Au total, la France a engagé vingt-quatre sous-marins (18 à vapeur et 6 à diesel) ; ils ont accompli 600 sorties, conduit 34 attaques et coulé un sous-marin et trois transports pour 1 800 tonnes contre cinq sous-marins perdus.

M. Schwerer achève son exposé en donnant lecture d’une citation collective à l’ordre de l’Armée navale : « La division des flottilles de l’Adriatique, pendant plus de trois ans dans le voisinage de l’ennemi, toujours en alerte, toujours prête, a conservé jusqu’au dernier jour son ardeur et son esprit d’offensive malgré les pertes s’élevant au quart de son effectif de torpilleurs et la moitié de son effectif de sous-marins. S’est particulièrement distinguée pendant les opérations qui ont abouti au sauvetage de l’armée serbe en 1916 ».


Discussion

J. Dhellemmes : C’est une guerre de sous-marins ; les cuirassés ne sont pas utilisés.

F. S. Les cuirassés sont une arme de dissuasion ; la perte de l’un de ces bâtiments serait coûteuse et dangereuse, car les chefs de la Marine ne veulent pas jouer le sort de la guerre sur une seule bataille ; de plus Guillaume II veut pouvoir défendre les côtes.

Ph. Henrat : Les combats des sous-mariniers en Adriatique ont demandé beaucoup de courage car leurs machines sont peu efficaces.

Ivo Paparella : Il faut souligner le rôle important de la marine de commerce qui assure des liaisons entre Marseille et Salonique. Il faut aussi remarquer le manque d’efficacité des services de renseignement des Alliés dans la région.

Note complémentaire

Après cette conférence notre confrère C. Huan a bien voulu communiquer à l’Académie quelques précisions tirées de ses propres recherches sur la guerre sous-marine. Au moment de la déclaration de guerre les Autrichiens disposent de six petits sous-marins construits en Allemagne et aux Etats-Unis ; les Italiens ont 12 unités installées à Venise ; les Français expédient une escadrille de 12 sous-marins (en principe) dans les bases de Malte et Antivari. A partir de 1915, ces nombres augmentent et les Anglais expédient six sous-marins, les Allemands faisant également accroître leur présence.

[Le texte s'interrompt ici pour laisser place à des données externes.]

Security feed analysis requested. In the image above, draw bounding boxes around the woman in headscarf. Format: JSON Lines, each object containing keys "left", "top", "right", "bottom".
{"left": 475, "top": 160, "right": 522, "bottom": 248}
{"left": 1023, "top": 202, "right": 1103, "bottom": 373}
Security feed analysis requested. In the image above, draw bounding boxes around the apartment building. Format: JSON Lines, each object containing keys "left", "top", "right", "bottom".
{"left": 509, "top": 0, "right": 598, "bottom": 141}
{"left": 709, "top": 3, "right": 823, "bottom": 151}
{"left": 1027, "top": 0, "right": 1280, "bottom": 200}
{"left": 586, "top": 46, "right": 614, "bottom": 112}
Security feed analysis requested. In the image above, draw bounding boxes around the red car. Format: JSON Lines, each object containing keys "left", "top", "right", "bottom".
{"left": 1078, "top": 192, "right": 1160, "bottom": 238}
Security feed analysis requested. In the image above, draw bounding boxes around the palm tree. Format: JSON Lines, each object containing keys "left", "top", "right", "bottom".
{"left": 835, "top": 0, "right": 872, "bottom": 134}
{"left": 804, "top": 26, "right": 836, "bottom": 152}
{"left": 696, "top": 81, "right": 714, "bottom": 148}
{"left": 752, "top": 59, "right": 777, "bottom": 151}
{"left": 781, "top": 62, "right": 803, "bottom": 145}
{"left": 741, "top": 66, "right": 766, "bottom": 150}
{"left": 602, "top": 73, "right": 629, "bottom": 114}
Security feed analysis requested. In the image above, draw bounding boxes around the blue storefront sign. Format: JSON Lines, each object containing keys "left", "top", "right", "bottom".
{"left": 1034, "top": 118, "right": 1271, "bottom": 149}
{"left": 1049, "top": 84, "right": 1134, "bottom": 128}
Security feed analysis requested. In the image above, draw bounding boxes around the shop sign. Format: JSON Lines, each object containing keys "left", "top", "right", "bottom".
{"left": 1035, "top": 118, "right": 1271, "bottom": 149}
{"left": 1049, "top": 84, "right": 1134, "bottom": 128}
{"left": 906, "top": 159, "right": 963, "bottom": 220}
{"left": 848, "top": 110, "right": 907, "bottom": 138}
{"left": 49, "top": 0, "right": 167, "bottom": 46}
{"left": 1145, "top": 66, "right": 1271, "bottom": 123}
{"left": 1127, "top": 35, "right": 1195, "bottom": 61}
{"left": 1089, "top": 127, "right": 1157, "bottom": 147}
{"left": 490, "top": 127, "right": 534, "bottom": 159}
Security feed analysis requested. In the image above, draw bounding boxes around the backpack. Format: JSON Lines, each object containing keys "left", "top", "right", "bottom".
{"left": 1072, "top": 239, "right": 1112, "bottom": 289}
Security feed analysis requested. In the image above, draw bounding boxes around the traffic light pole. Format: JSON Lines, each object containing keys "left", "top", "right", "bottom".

D’après les archives allemandes, 776 sous-marins sortirent ou entrèrent en Adriatique ; six furent coulés par des sous-marins alliés, dont un seul par la France.

Au total, dans la guerre sous-marine sur tous les fronts, la France engage 70 sous-marins qui conduisent 4 100 patrouilles de guerre, contre 3 250 par les U-Boote. La France connaît 15 pertes contre 178 U-Boote.